Asset management companies have come out with gold-silver combo Fund of Funds (FoFs) for retail investors. As it is difficult for such investors to decide on how much and when to allocate to gold or silver, these funds can help them avoid timing the market and de-risk the portfolio exposure, explains Saikat Neogi.

What are gold and silver Fund of Funds

These are Fund of Funds (FoFs) which invest in the units of gold exchange traded funds (ETFs)and silver ETFs. These open-ended passive schemes are ideal for those investors who cannot decide on the optimal portfolio allocation to the two metals that have given the highest returns this year.

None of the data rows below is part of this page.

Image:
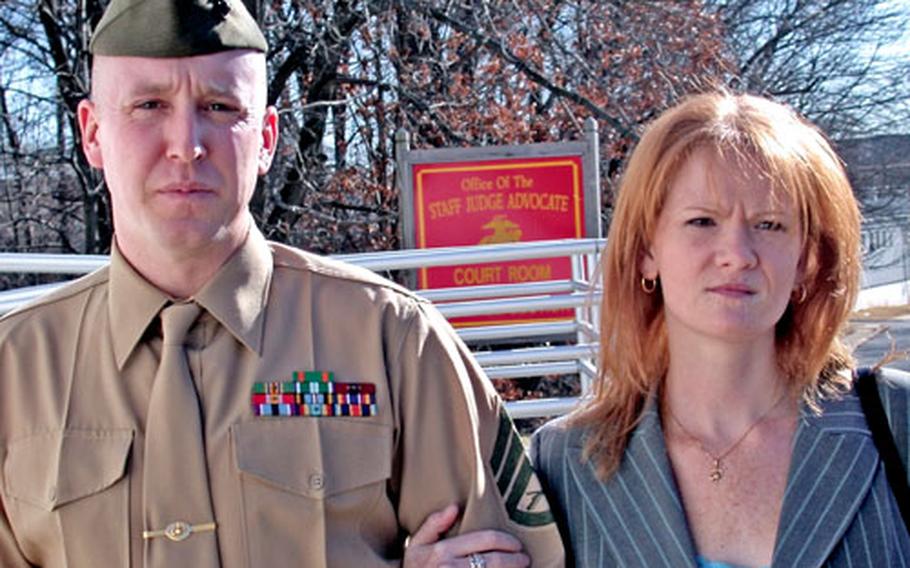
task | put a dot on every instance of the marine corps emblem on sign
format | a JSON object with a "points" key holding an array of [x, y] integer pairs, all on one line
{"points": [[516, 481]]}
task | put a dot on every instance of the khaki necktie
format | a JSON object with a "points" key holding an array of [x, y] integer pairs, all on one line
{"points": [[179, 524]]}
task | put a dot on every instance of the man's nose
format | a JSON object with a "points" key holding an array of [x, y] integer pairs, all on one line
{"points": [[185, 135]]}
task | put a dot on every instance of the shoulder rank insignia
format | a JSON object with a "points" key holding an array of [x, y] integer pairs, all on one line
{"points": [[313, 393], [517, 483]]}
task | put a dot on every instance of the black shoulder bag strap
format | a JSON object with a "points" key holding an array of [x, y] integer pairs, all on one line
{"points": [[867, 390]]}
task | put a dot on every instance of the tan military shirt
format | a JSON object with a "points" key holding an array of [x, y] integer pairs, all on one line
{"points": [[77, 372]]}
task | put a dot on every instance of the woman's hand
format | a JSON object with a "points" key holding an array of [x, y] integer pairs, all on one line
{"points": [[478, 549]]}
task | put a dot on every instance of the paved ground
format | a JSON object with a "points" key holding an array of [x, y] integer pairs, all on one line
{"points": [[876, 339], [880, 332]]}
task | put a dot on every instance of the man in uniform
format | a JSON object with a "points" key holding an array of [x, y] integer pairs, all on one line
{"points": [[211, 398]]}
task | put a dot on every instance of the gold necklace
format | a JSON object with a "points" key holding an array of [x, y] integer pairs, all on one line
{"points": [[717, 460]]}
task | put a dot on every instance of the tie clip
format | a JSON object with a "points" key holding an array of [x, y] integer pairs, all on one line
{"points": [[179, 531]]}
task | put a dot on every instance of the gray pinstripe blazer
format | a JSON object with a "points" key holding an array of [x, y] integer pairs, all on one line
{"points": [[838, 509]]}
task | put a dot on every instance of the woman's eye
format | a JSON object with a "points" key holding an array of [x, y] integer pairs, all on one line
{"points": [[771, 226]]}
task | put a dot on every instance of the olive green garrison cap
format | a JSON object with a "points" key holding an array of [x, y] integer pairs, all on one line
{"points": [[175, 28]]}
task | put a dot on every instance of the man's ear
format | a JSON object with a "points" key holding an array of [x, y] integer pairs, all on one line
{"points": [[269, 139], [88, 127]]}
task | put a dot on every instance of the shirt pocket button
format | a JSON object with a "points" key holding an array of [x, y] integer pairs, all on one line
{"points": [[317, 481]]}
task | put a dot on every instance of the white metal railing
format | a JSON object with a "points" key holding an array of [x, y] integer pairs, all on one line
{"points": [[573, 354]]}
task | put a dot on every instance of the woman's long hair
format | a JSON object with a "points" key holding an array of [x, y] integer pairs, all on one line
{"points": [[800, 165]]}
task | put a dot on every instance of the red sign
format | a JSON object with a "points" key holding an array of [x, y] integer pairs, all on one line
{"points": [[498, 201]]}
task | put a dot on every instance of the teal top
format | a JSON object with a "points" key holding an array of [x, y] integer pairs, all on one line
{"points": [[703, 562]]}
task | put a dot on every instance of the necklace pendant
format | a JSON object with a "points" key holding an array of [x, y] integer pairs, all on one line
{"points": [[717, 472]]}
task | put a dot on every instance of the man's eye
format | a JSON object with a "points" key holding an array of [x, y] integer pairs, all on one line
{"points": [[149, 105], [701, 222], [221, 107]]}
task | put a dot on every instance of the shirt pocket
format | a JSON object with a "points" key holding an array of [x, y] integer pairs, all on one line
{"points": [[308, 485], [68, 494]]}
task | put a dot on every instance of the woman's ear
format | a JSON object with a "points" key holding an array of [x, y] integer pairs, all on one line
{"points": [[647, 265]]}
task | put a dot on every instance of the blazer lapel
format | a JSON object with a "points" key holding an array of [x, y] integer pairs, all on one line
{"points": [[638, 511], [831, 471]]}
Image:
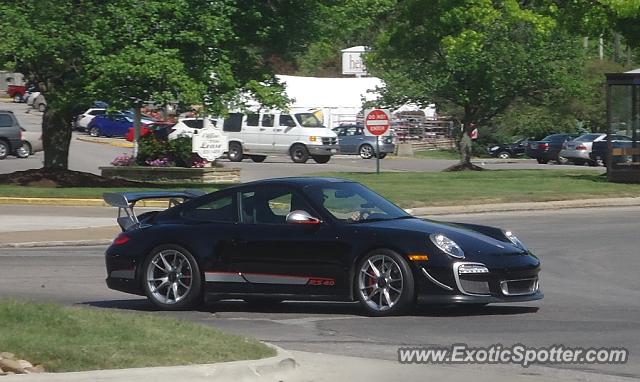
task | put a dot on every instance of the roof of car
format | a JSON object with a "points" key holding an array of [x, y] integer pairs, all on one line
{"points": [[297, 181]]}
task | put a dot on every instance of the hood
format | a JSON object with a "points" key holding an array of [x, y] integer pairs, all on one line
{"points": [[473, 239]]}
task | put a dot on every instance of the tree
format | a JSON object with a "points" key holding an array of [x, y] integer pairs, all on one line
{"points": [[129, 51], [475, 55]]}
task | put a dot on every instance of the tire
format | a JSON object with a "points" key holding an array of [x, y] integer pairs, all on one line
{"points": [[235, 152], [299, 153], [171, 278], [366, 151], [24, 151], [258, 158], [384, 296], [4, 149], [321, 158]]}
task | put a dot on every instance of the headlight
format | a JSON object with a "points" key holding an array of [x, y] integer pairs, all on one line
{"points": [[514, 239], [447, 245]]}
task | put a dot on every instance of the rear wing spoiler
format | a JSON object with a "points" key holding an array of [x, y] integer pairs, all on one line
{"points": [[126, 201]]}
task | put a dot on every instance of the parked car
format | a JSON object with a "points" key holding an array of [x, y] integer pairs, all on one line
{"points": [[31, 143], [509, 150], [37, 101], [300, 135], [353, 141], [306, 239], [548, 149], [598, 154], [186, 127], [10, 133], [577, 150], [17, 92], [109, 125], [81, 122]]}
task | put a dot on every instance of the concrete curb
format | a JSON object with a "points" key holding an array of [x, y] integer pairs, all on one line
{"points": [[106, 141], [273, 368], [57, 243], [525, 206]]}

At present, four fund houses are offering the combo FoFs — Motilal Oswal, Mirae, Edelweiss and Kotak, which concluded its new fund offer on Monday. An in-house quantitative model determines the allocation between gold and silver based on their price movements.

The model allows for periodic rebalancing, helping capture relative value shifts between gold and silver. The fund manager also adjusts the allocation based on other relevant macro factors. Individuals can invest lumpsum amounts or through systematic investment plans and the funds are benchmarked to the domestic prices of gold and silver. Unlike ETFs, it is not mandatory to have a demat account to invest in FoFs.

Why are experts urging retail investors to bet on them?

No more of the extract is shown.